Moher D, Liberati A, Tetzlaff J, Altman DG, The PRISMA Group (2009). Preferred Reporting Items for Systematic Reviews and Meta-Analyses: The PRISMA Statement. PLoS Med 6, 7: e1000097. doi:10.1371/journal.pmed1000097

Michael Borenstein and Larry V. Hedges and Julian P.T. Higgins and Hannah R. Rothstein. 2009. Introduction to Meta-Analysis. John Wiley & Sons Ltd.

Daniela S. Cruzes and Tore Dybå. 2010. Synthesizing evidence in software engineering research. In Proceedings of the 2010 ACM-IEEE International Symposium on Empirical Software Engineering and Measurement (ESEM ‘10). Association for Computing Machinery, New York, NY, USA, Article 1, 1–10. DOI:10.1145/1852786.1852788

Barbara Kitchenham and Stuart Charters. 2007. Guidelines for performing Systematic Literature Reviews in Software Engineering.

Matthew B. Miles and A. Michael Huberman and Jonny Saldana. 2014. Qualitative Data Analysis: A Methods Sourcebook.
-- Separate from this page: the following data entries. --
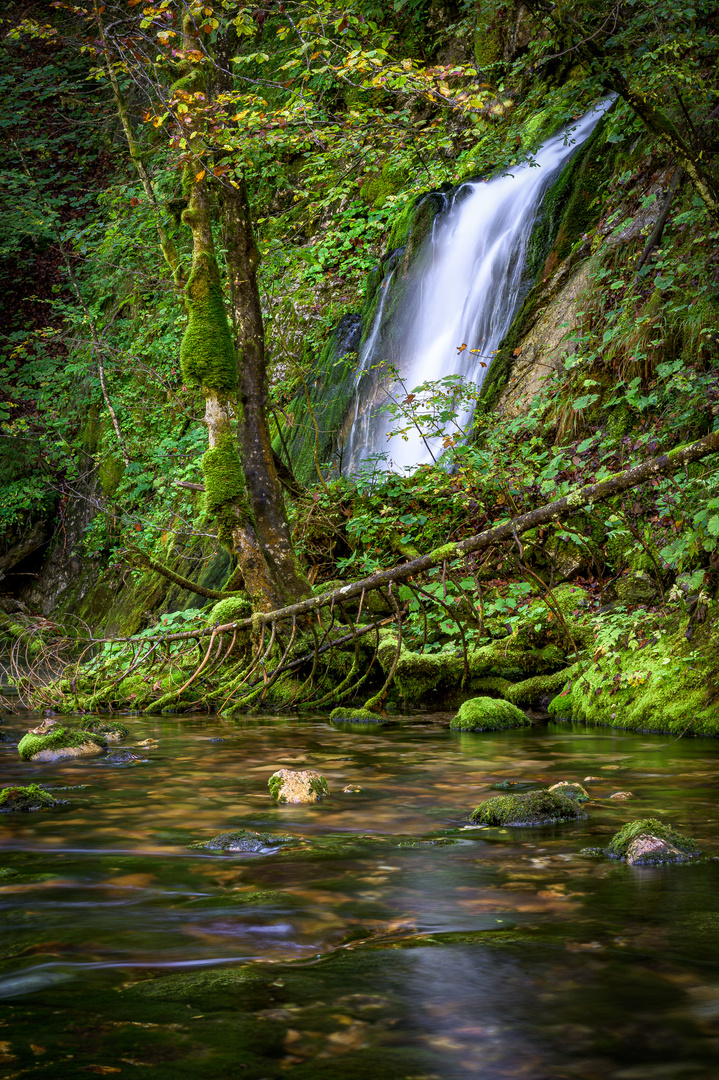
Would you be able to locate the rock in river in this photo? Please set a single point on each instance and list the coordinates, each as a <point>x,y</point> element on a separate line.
<point>530,808</point>
<point>488,714</point>
<point>288,785</point>
<point>56,742</point>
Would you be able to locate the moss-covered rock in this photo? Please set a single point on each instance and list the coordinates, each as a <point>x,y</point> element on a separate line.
<point>355,715</point>
<point>488,714</point>
<point>529,808</point>
<point>109,730</point>
<point>23,799</point>
<point>246,840</point>
<point>292,785</point>
<point>58,743</point>
<point>650,841</point>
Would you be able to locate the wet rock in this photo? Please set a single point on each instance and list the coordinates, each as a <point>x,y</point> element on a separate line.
<point>245,840</point>
<point>351,715</point>
<point>650,842</point>
<point>109,730</point>
<point>23,799</point>
<point>290,785</point>
<point>530,808</point>
<point>488,714</point>
<point>56,743</point>
<point>571,790</point>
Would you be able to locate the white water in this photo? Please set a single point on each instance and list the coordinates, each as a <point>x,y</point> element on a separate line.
<point>465,295</point>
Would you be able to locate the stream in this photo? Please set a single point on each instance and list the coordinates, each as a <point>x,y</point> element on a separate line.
<point>390,941</point>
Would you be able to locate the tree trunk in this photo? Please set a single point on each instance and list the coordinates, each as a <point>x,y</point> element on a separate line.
<point>263,487</point>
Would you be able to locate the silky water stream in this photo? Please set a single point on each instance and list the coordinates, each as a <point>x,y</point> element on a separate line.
<point>391,942</point>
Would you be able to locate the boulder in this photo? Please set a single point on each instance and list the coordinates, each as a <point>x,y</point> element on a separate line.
<point>290,785</point>
<point>571,790</point>
<point>650,842</point>
<point>530,808</point>
<point>23,799</point>
<point>488,714</point>
<point>56,743</point>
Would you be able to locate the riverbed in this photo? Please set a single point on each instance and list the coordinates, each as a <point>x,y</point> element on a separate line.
<point>391,940</point>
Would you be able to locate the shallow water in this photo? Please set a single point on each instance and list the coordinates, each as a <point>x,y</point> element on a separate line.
<point>389,943</point>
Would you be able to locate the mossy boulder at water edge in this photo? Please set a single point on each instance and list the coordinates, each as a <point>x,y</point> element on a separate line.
<point>529,808</point>
<point>23,799</point>
<point>290,785</point>
<point>57,743</point>
<point>651,842</point>
<point>488,714</point>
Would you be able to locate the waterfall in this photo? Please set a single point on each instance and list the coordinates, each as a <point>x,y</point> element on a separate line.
<point>453,311</point>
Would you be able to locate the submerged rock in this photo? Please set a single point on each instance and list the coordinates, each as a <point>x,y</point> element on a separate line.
<point>23,799</point>
<point>288,785</point>
<point>56,742</point>
<point>351,715</point>
<point>245,840</point>
<point>650,842</point>
<point>488,714</point>
<point>109,730</point>
<point>571,790</point>
<point>529,808</point>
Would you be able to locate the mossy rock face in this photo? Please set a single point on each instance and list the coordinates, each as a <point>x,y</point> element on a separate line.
<point>58,743</point>
<point>109,730</point>
<point>23,799</point>
<point>292,785</point>
<point>651,842</point>
<point>488,714</point>
<point>352,715</point>
<point>246,840</point>
<point>531,808</point>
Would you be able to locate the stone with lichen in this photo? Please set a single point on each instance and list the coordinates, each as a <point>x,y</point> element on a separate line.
<point>301,785</point>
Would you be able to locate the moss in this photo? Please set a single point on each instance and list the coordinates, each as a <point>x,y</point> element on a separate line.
<point>488,714</point>
<point>274,783</point>
<point>530,808</point>
<point>225,484</point>
<point>23,799</point>
<point>665,687</point>
<point>233,609</point>
<point>620,842</point>
<point>106,728</point>
<point>207,350</point>
<point>55,739</point>
<point>355,715</point>
<point>245,840</point>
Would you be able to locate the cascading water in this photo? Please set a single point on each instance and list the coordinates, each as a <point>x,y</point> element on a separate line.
<point>458,307</point>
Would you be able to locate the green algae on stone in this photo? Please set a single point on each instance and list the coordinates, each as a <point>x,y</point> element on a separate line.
<point>530,808</point>
<point>246,840</point>
<point>355,715</point>
<point>23,799</point>
<point>650,841</point>
<point>58,742</point>
<point>488,714</point>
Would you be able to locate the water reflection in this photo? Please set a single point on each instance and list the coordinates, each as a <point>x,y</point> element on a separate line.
<point>388,941</point>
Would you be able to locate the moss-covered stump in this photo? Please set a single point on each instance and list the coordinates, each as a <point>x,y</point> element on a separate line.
<point>246,840</point>
<point>109,730</point>
<point>530,808</point>
<point>57,743</point>
<point>571,788</point>
<point>351,715</point>
<point>651,842</point>
<point>23,799</point>
<point>290,785</point>
<point>488,714</point>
Sage Publications Inc.

Kai Petersen, Robert Feldt, Shahid Mujtaba, and Michael Mattsson. 2008. Systematic mapping studies in software engineering. In 12th International Conference on Evaluation and Assessment in Software Engineering (EASE). (Jun. 2008), 1–10.
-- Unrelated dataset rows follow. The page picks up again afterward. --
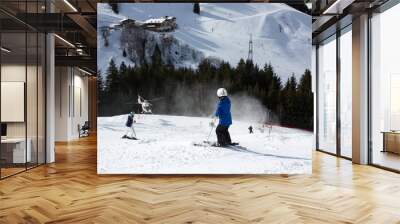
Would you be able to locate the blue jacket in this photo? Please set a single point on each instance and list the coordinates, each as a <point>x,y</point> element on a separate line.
<point>129,121</point>
<point>223,111</point>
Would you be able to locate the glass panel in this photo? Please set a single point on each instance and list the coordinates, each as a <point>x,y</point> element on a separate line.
<point>327,96</point>
<point>385,89</point>
<point>13,88</point>
<point>31,98</point>
<point>41,99</point>
<point>346,93</point>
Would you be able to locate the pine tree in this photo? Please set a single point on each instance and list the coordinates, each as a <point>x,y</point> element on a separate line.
<point>112,78</point>
<point>196,8</point>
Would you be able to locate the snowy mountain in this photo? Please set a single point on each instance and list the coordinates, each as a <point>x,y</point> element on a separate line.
<point>281,35</point>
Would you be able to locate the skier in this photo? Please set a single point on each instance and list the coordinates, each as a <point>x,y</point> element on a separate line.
<point>251,129</point>
<point>130,131</point>
<point>223,112</point>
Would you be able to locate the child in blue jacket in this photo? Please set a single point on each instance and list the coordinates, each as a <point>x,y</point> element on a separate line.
<point>223,112</point>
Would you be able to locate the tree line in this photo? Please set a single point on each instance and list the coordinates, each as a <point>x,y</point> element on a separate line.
<point>187,91</point>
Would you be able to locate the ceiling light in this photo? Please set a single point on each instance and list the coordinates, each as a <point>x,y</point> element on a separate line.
<point>84,71</point>
<point>338,6</point>
<point>64,40</point>
<point>70,5</point>
<point>5,50</point>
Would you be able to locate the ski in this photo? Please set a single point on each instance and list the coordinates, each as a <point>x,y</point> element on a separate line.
<point>130,138</point>
<point>214,144</point>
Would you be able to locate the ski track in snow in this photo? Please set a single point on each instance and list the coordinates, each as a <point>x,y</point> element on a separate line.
<point>165,146</point>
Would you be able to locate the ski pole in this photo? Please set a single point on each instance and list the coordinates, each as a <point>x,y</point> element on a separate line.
<point>212,128</point>
<point>209,134</point>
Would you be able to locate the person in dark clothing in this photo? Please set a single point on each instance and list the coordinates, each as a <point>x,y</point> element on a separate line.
<point>223,112</point>
<point>130,131</point>
<point>251,130</point>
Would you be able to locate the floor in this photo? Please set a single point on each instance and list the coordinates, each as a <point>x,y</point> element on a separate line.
<point>70,191</point>
<point>387,159</point>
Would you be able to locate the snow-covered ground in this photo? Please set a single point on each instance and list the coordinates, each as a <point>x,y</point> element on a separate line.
<point>281,35</point>
<point>166,147</point>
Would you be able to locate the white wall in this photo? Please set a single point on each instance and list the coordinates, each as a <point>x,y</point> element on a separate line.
<point>71,94</point>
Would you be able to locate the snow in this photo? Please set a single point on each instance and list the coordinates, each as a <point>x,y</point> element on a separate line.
<point>165,146</point>
<point>281,35</point>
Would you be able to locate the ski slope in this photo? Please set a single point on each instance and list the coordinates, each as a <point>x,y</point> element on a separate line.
<point>281,35</point>
<point>166,146</point>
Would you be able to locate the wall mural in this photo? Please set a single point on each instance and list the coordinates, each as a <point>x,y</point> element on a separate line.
<point>204,88</point>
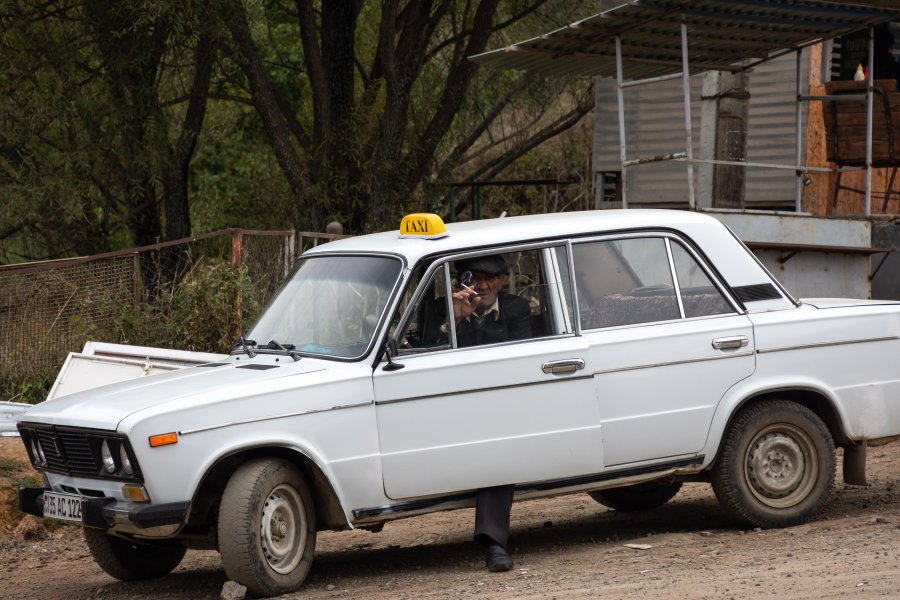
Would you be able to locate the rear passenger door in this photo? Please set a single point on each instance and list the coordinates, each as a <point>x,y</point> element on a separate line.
<point>666,341</point>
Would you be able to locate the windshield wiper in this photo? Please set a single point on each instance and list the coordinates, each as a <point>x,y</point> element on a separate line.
<point>245,346</point>
<point>286,348</point>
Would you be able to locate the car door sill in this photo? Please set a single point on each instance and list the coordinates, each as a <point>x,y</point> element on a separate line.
<point>453,501</point>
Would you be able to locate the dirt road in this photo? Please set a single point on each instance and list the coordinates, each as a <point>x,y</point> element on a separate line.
<point>568,547</point>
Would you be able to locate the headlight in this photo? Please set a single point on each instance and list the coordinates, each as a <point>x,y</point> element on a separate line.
<point>123,458</point>
<point>108,462</point>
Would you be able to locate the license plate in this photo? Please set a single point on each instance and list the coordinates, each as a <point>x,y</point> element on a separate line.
<point>66,507</point>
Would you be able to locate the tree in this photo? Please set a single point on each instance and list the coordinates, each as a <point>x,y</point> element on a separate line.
<point>107,80</point>
<point>365,107</point>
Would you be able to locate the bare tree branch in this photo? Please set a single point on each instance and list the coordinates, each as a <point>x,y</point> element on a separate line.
<point>492,168</point>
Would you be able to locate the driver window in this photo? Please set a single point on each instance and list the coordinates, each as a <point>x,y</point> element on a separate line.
<point>624,282</point>
<point>428,327</point>
<point>492,299</point>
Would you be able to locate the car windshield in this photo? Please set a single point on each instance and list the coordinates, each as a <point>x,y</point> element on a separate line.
<point>330,305</point>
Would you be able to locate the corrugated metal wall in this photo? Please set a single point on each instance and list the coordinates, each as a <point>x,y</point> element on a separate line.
<point>654,124</point>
1 Searches can be manual or automated or a combination of both.
2 Primary studies are the studies that are being reviewed. In a tertiary study, the “primary studies” are themselves reviews.
3 e.g. formal meta-analysis of experiments has higher requirements for completeness than mapping studies of broad topic areas.
4By discussion and agreement, voting, adding tie-breaker, consulting with study authors, etc.
5 Simply separating results and discussion into different sections is typically sufficient. No speculation in the results section.